Synopsis: Longfellow gathered the material for The Song of Hiawatha from many sources, and his aim was to codify the various tales he read into a coherent mythology. He sought to introduce a white audience to Indian mythology. It begins, as most mythologies do, with people and their god. Gitche Manito, “the mighty/ He the Master of Life,” brings the various tribes together to smoke the peace pipe. Gitche Manito will also send a prophet to the people “Who shall guide you and shall teach you,/ Who shall toil and suffer with you.” This prophet, who sounds very much like Jesus, will bring prosperity if the people listen. The prophet is Hiawatha.

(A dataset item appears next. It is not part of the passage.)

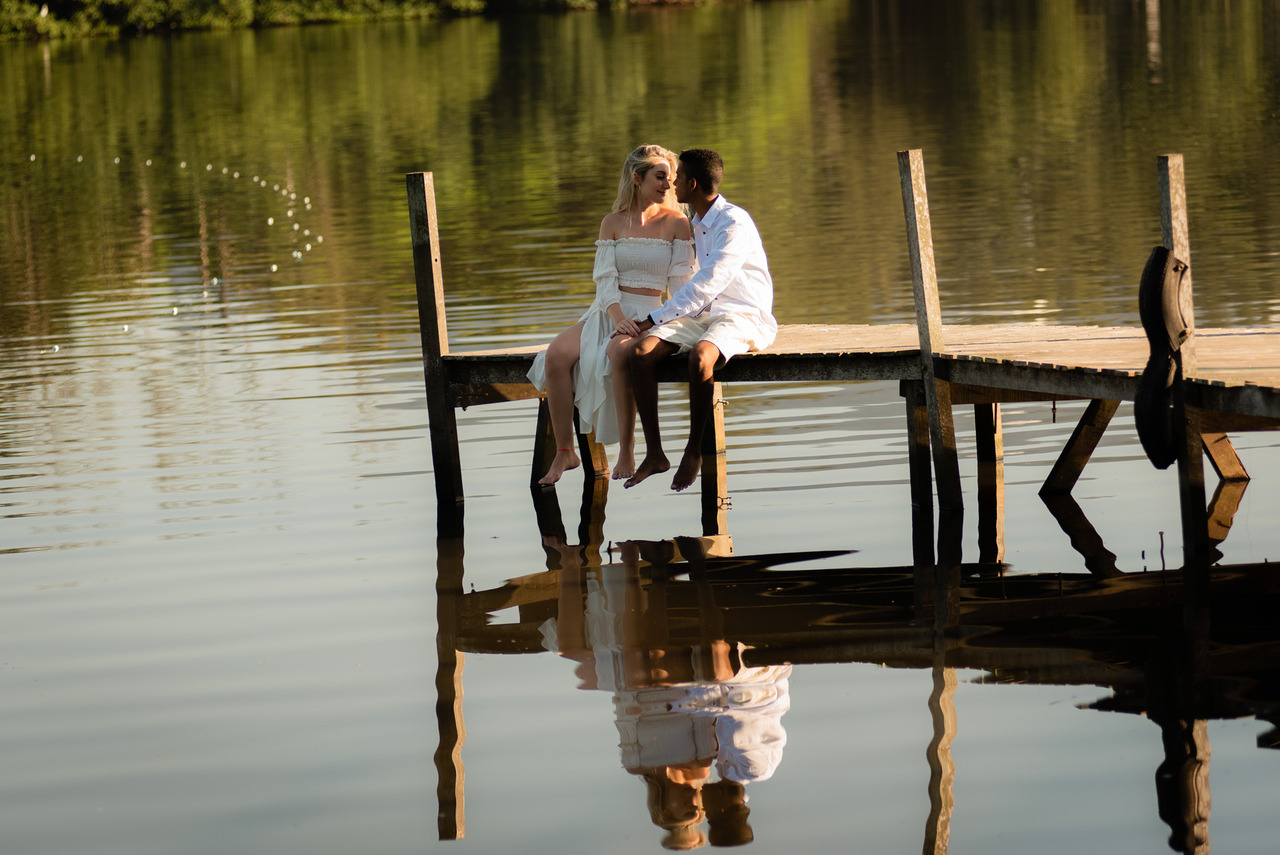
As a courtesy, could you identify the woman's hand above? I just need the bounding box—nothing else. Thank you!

Author Information: Henry Wadsworth Longfellow was the most popular and influential American poet of the 19th century. Longfellow had the widest range and greatest technical skill of all the poets of "the flowering of New England." Born in Portland, Maine on Feb. 27, 1807, he would grow up to influence the poetic taste of generations of readers throughout the English-speaking world. He was successful in both lyric and narrative poetry, and during his later years became a master of the sonnet. Ballads like "The Wreck of the Hesperus" and "Paul Revere's Ride" were familiar to every schoolchild, and Evangeline became the first enduringly successful long poem written in the United States. He died on March 24, 1882 at the age of 75.